Recently, to coincide with the opening of the 12th Havana Biennial, Bruguera launched a new project, the Hannah Arendt International Institute for Artivism – a 100-hour long collective reading of Arendt’s seminal book, The Origins of Totalitarism (1951). The reading took place from 20 May to 24 May on the ground floor of her family home in Old Havana, not without several mishaps. At one point it was temporarily suspended, when the local Public Works department began drilling across the street. The organisers and participants in the performance assumed the noise to be a deliberate disruption, as did some neighbours, who started complaining that the city was re-digging sections of the street that had been repaired already. On the Saturday, Bruguera visited the National Museum of Fine Arts for an exhibition opening that was part of the Biennial, and was denied entrance. On the Sunday, the final reading continued until shortly after 4pm, when Bruguera was led away by police, reportedly detained, before reappearing at home several hours later.

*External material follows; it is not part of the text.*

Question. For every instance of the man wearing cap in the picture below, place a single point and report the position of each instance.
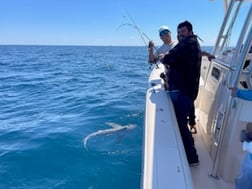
(184, 61)
(168, 44)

Taking these events in consideration, can anyone really continue to portray Bruguera’s acts as naive? The harassment that Bruguera suffered during her second performance was as foreseeable as the first. Only this time, the setback should be clearly understood as an accurate mirror of the topic of Arendt’s book. With the public reading of The Origins of Totalitarism, Bruguera revealed the mechanisms of the totalitarian state twice over: through words, but also, ultimately, in action. Thus, we must consider the harsh reaction of the state not as something that inhibits the performance but, in this case, completes it. One could say that censorship has been appropriated by the artist, transforming her latest performances from ‘re-enactments’ of old works into straight enactments of Cuban State oppression itself.